Jakarta adalah kota yang sibuk, tentu saja. Ketika pandemi Corona mulai menjadi masalah nasional sejak pertengahan Maret tahun ini, warga Jakarta dibuat ketakutan. Ada virus pembunuh: tidak kelihatan, tetapi serangannya sungguh mematikan. Tapi, pemerintah Indonesia tidak mau menerapkan penggerendelan (lockdown). Ekonomi bisa keok. Setelah terganjal izin dari Pusat, pemerintah DKI Jakarta akhirnya menerapkan Pembatasan Sosial Berskala Besar (PSBB).

Warga Jakarta selanjutnya hidup di tengah penjarakan sosial. Hidup mereka seakan lumpuh. Beberapa gang dan kompleks perumahan menutup pintu gerbang mereka. Orang-orang berduit memborong makanan untuk persediaan. Kantor-kantor tutup. Sejumlah kerani kehilangan pekerjaan. Jalan-jalan sepi. Orang-orang mulai memakai masker dan gemar mencuci tangan dengan sabun.

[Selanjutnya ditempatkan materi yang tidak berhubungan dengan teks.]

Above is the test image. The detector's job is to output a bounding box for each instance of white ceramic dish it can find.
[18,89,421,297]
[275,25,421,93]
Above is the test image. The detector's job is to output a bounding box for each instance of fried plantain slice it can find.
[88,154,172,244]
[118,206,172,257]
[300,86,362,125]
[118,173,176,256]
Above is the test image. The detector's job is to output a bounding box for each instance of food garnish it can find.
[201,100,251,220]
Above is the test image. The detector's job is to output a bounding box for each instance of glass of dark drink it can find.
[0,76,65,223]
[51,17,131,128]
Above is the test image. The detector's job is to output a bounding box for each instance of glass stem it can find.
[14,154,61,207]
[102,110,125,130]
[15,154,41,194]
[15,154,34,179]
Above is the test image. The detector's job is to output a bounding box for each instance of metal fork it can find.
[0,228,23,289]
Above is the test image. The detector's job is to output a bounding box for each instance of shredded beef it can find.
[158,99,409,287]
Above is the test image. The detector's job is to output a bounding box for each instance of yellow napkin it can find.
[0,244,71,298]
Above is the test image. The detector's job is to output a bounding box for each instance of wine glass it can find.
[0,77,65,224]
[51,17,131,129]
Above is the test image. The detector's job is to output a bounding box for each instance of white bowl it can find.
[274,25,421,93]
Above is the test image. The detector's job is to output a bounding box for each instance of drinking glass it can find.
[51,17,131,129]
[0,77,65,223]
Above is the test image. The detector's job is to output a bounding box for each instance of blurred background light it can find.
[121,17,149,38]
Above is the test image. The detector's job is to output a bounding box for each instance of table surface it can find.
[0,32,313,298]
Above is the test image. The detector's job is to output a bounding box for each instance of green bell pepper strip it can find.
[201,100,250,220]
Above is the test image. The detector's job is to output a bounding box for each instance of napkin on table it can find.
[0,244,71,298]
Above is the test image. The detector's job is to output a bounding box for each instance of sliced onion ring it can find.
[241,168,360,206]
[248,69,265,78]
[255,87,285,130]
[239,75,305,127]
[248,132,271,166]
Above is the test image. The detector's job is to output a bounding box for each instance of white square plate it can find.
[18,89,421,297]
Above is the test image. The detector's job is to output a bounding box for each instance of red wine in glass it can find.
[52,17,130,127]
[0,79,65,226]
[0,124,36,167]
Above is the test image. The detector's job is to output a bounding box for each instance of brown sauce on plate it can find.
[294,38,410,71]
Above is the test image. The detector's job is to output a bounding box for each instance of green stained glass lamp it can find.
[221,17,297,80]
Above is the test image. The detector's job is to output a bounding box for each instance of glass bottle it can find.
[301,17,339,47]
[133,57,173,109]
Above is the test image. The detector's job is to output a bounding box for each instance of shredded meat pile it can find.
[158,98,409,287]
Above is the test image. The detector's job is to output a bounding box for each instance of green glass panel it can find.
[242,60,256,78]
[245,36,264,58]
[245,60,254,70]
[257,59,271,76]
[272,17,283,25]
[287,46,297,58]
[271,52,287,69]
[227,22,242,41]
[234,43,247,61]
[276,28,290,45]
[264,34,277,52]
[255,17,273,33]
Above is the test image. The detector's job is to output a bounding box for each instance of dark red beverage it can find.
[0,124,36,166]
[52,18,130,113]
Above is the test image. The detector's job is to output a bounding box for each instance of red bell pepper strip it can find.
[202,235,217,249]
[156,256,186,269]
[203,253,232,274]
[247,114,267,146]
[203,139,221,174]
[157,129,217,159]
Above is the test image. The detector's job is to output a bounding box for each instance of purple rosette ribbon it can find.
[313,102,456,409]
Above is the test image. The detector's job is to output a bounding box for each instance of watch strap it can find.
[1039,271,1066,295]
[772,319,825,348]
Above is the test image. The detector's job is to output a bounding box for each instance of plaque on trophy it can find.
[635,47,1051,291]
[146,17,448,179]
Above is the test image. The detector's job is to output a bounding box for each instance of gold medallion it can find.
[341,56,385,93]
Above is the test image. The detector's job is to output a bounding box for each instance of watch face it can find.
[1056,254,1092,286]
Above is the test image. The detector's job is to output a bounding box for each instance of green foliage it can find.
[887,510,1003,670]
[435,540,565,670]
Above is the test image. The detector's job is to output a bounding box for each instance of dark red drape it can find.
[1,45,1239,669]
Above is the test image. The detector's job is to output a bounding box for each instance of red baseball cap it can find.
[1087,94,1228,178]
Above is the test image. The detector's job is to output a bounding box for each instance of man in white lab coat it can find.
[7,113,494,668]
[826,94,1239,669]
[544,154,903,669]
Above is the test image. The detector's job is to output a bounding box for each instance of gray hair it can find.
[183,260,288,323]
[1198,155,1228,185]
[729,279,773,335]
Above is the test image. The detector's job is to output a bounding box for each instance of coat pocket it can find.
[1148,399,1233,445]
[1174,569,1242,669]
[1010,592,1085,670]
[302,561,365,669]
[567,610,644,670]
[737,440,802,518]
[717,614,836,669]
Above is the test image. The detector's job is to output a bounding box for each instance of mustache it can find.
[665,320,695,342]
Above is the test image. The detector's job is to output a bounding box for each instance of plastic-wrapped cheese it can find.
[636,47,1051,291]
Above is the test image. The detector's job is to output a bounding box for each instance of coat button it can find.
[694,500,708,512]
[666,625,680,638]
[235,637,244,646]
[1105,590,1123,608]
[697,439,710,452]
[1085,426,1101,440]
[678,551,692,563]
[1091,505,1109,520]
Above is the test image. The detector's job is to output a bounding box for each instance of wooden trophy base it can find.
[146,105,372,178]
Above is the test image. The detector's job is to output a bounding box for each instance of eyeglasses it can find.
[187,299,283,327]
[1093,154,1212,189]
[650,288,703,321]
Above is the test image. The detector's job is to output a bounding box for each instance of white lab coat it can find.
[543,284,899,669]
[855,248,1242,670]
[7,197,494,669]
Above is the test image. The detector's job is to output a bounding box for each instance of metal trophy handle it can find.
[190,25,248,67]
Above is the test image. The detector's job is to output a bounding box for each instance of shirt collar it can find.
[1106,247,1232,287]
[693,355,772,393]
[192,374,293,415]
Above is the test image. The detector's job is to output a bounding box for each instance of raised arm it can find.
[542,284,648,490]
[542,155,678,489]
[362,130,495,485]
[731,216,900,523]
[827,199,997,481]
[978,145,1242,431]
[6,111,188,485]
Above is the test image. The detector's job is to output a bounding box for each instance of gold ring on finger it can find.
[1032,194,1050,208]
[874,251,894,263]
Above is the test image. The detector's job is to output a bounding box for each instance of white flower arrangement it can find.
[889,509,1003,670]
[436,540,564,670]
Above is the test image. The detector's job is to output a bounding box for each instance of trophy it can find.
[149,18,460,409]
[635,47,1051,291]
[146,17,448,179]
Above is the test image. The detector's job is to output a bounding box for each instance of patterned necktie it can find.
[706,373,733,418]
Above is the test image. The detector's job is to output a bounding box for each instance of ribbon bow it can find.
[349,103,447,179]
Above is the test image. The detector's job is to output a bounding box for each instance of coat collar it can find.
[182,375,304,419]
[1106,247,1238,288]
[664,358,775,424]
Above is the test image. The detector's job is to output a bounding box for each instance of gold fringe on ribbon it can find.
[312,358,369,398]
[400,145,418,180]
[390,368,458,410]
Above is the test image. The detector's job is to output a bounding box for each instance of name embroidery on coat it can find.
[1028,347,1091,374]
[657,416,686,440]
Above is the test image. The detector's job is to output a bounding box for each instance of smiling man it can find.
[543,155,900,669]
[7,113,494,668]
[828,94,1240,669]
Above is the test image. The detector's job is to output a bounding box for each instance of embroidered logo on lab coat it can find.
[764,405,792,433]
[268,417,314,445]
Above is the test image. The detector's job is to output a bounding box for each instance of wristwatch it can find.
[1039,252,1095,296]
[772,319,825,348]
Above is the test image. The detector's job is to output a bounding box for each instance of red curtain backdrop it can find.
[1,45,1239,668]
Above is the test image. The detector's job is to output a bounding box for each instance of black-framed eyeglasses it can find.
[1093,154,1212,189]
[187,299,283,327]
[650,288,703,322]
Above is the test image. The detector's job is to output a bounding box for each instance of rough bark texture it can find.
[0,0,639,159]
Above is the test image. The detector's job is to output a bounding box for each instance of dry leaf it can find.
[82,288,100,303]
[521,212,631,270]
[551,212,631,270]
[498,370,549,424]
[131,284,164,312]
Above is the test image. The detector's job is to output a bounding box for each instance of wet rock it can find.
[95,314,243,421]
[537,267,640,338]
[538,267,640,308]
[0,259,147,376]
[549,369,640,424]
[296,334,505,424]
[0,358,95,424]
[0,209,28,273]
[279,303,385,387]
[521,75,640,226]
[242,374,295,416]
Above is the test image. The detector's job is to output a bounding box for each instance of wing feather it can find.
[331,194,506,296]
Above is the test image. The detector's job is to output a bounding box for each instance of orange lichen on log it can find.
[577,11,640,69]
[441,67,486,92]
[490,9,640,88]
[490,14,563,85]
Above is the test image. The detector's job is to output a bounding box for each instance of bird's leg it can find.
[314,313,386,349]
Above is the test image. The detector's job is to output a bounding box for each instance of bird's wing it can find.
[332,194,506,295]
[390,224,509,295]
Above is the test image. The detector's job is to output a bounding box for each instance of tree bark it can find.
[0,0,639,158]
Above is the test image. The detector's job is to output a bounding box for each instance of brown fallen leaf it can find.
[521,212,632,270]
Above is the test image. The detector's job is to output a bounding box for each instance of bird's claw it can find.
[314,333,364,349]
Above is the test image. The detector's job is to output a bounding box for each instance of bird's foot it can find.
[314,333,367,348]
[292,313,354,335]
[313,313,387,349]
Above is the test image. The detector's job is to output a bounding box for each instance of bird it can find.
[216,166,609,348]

Tetapi, ada orang-orang yang mulai berkebun di belakang rumah. Atau, berdagang kecil-kecilan. Adik saya menjual vas kayu, yang lain mengusahakan orak-arik kentang. Ada pembelinya. Di kalangan ibu-ibu wali murid TK anak saya, perdagangan kecil-kecilan sudah lebih dulu muncul. Dengan serta-merta perdagangan daring, dalam skala kecil dan besar, meningkat. Takut keluar rumah, orang berbelanja daring. Kini, apa saja bisa dibeli lewat toko daring. Pengemudi ojek daring jadi tulang punggungnya.

Di dunia maya dunia kesenian juga menggeliat. Pada mulanya rasa jenuh dan tertekan oleh pembatasan sosial, tetapi kemudian adalah kreativitas. Ketika toko-toko buku ditutup, akses terhadap buku-buku digital (ebook) meluas. Beberapa orang/komunitas membagikan ebook gratis—entah dari membeli atau bajakan. Juga film-film yang bisa ditonton di kanal YouTube. Dari luar, orang bisa menonton pameran seni rupa secara daring.

Dunia makin tanpa batas, justru ketika pandemi mengganas.

Diskusi daring, terutama di kanal Zoom dan Instagram, tumbuh seperti cendawan di musim hujan. Saya mengikuti hampir semua diskusi daring yang diselenggarakan oleh sejumlah komunitas. Terlebih-lebih bikinan penerbit Teroka Press. Sesungguhnya, kita patut bersyukur karena pembatasan sosial ini. Kreativitas kita jadi meledak, kian banyak ragam-macamnya.

Pandemi memang belum akan berakhir. Kegiatan diskusi daring juga masih jauh dari kata sudah. Beberapa buku sastra terbit melalui penjualan daring. Kata seorang teman, dalam sebulan novel Burung Kayu karya Niduparas Erlang tebitan Teroka Press terjual 600 eksemplar. Satu omset yang lumayan bagus, yang belum tentu bica dicapai jika novel itu dipajang di rak toko buku konvensional.

Kita cemas oleh kematian yang mendunia, tetapi masih menaruh harapan pada kreativitas terbaik. Kita belum lagi akan menyerah. Hari belum lagi akan malam—meyadap larik puisi Chairil Anwar.